I generally start with a set of tracks in which I look for specific characteristics.
[Classical] Avi Avital - Bach - Sonata in E Minor, BWV 1034 - IV. Allegro. The last movement of a violin sonata played on mandolin.
[It's complicated] Chris Thile & Mike Marshall - Live Duets - Carpathian Mt. Breakdown. Mandolin and mandola duet. Good test for instrument separation and accurate timbre.
[Also complicated] Chris Thile & Edgar Meyer - Chris Thile & Edgar Meyer - Farmer and the Duck. This is the closest thing to a bass test I have. Aside from parts of the tracks dropping down into the lowest regions of the double bass's range, it's also where I'm listening for sloppiness in the bass. Personally, I prefer the double bass to electronic stuff for my bass tests, because I have a better idea of what it should sound like.
[Bluegrass] Chris Thile & Michael Daves - Sleep With One Eye Open - If I Should Wander Back Tonight. Mandolin and guitar with harmonizing male vocals. Good test for balance and male vocals.
[Classical] Alan Civil - Mozart: The Horn Concertos - Horn Concerto No. 3 in E flat, K. 447 - II. Romanze. French horn concerto. An instrument I play with a piece I've also played.
[Classical] Canadian Brass - Canadian Brass Takes Flight - Little Fugue in G Minor. 2 Trumpets, french horn, trombone and tuba playing a Bach fugue. Good balance test. Tuba needs to not be overpowering and the trumpets can't sound too sharp and piercing.
[Classical] Atlanta Symphony Orchestra and Chorus - Verdi: Requiem - II. Dies Irae. Test for epicness. More specifically I'm looking for the bass drum hits. They must rattle my brain. This is the one instance where I will not tolerate "politeness" in my sound.

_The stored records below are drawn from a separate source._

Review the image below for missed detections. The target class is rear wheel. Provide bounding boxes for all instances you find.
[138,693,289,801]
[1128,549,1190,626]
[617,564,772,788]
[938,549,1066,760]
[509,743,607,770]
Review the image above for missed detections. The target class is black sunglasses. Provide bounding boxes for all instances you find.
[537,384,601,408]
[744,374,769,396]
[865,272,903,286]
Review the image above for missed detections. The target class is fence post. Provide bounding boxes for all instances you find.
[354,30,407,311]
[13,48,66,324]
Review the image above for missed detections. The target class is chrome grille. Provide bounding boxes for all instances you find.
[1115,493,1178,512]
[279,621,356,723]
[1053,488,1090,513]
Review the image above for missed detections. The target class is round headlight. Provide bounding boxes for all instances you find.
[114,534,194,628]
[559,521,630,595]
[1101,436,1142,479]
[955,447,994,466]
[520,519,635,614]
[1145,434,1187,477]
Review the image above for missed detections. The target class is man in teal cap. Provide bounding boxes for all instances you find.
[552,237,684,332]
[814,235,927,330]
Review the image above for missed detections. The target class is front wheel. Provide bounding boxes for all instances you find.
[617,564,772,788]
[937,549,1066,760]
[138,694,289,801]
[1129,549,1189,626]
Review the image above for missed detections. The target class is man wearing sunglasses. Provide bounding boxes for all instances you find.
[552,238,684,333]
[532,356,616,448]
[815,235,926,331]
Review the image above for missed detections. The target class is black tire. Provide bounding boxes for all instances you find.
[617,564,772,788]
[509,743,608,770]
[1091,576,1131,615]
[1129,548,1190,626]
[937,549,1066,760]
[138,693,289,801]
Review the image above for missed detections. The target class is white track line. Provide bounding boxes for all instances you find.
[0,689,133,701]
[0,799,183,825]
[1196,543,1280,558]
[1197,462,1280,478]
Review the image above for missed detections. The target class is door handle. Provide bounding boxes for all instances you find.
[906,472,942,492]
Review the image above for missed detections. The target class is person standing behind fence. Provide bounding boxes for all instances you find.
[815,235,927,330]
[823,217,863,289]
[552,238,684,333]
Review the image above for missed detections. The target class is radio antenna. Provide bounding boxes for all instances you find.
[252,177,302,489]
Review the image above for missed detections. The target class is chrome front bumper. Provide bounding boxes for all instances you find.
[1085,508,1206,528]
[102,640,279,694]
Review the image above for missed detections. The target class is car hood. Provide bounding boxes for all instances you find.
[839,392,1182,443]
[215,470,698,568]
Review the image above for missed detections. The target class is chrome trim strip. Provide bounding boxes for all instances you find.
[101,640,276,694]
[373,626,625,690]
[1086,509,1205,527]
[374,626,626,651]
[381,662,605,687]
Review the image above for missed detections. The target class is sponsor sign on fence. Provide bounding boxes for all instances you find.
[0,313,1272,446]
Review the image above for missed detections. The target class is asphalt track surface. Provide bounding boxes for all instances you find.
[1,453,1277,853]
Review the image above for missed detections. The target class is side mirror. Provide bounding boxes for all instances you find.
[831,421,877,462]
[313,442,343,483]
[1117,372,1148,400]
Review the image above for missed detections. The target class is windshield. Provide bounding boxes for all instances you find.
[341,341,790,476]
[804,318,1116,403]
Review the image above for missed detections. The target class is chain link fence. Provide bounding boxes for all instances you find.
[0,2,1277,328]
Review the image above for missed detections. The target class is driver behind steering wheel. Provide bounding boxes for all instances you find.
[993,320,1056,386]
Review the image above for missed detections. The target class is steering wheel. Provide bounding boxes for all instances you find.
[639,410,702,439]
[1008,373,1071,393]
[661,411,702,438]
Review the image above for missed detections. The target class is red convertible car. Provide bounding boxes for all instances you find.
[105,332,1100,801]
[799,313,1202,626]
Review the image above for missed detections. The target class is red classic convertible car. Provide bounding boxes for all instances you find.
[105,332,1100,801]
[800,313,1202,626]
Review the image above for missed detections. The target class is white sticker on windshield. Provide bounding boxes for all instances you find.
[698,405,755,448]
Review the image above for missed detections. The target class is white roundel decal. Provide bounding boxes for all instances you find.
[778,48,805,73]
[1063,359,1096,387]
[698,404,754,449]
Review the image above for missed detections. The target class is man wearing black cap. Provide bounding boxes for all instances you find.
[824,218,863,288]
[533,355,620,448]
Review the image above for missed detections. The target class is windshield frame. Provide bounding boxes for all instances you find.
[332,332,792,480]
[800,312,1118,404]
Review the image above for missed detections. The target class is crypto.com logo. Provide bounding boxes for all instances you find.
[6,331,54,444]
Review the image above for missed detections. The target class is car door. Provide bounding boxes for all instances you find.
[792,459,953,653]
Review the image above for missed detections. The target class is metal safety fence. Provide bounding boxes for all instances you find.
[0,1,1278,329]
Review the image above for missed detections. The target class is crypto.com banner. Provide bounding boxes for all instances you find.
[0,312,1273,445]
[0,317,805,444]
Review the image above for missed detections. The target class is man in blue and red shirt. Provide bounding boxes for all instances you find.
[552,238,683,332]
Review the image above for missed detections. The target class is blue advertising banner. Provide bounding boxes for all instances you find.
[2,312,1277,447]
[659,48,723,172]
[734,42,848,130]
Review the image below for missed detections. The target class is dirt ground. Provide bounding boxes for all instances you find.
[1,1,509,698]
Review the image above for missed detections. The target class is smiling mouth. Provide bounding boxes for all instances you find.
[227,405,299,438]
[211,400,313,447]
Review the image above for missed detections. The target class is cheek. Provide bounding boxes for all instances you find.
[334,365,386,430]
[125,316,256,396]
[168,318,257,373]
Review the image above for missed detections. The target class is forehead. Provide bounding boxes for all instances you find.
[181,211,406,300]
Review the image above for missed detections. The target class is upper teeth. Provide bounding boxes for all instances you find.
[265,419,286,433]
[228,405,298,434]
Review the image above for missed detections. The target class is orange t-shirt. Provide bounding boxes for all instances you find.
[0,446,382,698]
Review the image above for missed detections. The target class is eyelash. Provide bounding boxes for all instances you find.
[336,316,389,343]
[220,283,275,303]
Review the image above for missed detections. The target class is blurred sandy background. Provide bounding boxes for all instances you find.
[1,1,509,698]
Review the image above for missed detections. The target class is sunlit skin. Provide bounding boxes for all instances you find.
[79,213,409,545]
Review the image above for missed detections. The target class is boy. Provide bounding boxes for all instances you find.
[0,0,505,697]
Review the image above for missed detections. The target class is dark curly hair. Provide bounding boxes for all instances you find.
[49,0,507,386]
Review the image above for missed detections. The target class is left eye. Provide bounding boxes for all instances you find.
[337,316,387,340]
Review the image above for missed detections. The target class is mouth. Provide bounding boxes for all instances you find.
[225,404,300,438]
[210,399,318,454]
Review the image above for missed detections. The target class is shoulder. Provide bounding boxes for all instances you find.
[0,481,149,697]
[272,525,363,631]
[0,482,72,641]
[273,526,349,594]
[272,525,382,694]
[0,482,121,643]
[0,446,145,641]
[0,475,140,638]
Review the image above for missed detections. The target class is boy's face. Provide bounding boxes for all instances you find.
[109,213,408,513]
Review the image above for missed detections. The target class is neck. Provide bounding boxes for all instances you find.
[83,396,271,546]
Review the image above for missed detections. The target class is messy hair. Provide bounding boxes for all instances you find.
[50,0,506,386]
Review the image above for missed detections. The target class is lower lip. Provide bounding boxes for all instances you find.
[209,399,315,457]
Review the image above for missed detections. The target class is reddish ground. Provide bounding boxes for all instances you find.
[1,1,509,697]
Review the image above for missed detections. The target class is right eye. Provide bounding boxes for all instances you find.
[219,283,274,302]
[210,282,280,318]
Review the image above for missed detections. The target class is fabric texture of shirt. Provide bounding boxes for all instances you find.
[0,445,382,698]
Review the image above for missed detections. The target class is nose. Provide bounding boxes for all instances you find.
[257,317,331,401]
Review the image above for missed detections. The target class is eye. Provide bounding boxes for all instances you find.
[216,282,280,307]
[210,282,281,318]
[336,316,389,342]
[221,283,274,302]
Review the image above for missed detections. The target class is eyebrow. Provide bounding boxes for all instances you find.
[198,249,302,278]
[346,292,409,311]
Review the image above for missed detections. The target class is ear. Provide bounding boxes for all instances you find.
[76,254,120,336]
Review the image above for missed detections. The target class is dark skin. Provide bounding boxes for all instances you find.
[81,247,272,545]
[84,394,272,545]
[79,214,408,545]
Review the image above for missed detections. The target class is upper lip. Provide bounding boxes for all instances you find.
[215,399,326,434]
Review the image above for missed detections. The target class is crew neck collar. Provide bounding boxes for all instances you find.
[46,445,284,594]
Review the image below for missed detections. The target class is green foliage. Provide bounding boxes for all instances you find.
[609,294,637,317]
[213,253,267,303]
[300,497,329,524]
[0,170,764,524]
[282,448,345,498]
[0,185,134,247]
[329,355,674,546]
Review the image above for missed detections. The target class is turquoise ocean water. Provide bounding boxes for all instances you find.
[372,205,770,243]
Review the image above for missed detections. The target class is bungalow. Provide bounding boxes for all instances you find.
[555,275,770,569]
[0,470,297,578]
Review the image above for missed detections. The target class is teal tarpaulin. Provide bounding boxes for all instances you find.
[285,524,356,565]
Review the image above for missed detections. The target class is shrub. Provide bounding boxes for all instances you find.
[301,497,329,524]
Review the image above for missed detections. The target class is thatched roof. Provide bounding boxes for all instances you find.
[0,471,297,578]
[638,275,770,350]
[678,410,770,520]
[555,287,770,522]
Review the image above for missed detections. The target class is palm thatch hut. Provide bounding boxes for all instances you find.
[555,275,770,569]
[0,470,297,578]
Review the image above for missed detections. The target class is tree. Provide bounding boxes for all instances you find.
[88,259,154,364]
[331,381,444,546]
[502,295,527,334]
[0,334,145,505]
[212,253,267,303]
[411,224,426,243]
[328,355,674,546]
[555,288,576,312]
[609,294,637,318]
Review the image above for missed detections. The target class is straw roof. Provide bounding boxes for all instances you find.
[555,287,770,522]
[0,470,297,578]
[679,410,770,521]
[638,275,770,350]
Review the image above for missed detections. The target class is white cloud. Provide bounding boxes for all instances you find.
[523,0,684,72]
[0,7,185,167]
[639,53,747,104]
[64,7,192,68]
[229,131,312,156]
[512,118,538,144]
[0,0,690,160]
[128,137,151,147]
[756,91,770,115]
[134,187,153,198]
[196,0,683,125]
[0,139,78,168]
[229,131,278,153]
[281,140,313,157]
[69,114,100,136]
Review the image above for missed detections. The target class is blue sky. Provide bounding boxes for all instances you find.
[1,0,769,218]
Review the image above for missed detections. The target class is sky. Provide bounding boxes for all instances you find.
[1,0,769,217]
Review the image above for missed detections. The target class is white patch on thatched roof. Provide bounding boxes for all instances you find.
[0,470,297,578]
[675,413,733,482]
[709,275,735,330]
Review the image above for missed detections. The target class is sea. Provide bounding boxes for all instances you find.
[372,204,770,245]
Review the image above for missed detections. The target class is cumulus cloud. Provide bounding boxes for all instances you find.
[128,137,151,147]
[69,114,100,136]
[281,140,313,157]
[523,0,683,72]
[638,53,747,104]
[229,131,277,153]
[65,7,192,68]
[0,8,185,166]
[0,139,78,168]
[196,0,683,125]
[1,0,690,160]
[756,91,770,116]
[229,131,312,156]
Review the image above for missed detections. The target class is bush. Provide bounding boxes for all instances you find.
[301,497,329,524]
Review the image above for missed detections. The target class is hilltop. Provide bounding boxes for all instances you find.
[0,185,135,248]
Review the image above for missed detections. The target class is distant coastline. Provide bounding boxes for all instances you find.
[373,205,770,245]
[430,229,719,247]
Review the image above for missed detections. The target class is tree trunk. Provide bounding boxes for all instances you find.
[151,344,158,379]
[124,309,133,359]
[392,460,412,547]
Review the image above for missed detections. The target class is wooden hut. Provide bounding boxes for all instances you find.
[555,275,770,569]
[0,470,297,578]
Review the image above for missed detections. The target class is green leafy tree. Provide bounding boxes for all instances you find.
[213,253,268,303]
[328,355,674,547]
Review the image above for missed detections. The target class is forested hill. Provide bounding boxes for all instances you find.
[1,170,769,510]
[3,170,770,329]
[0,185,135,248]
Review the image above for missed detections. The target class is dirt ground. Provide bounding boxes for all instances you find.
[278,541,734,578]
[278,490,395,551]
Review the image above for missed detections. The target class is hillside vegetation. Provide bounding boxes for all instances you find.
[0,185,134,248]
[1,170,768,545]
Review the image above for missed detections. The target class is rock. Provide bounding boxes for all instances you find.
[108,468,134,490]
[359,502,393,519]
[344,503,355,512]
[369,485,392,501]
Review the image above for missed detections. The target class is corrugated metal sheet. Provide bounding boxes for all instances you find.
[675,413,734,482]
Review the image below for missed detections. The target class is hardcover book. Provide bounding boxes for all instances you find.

[Classical] San Francisco Symphony - Mahler Symphony No. 4 - IV. Sehr Behaglich - This is both my test for female vocals (soprano soloist throughout the piece) and my general test for how symphonic pieces will sound on something.
Other than this kind of stuff, I generally just try a bit of whatever has my attention at the moment to see if the headphones/speakers/whatever really grab my attention. The stuff I listed above can knock a piece of equipment out contention, but once I feel I've cut out the options with technical limitations, I'm more comfortable sitting back, being less analytical, and just seeing what I enjoy.
The idea of a test for how crappy recordings of music you still enjoy seems like a good idea. However, I already own a pair of HD 650s so I think I'm set in the "forgiving of bad recordings" department.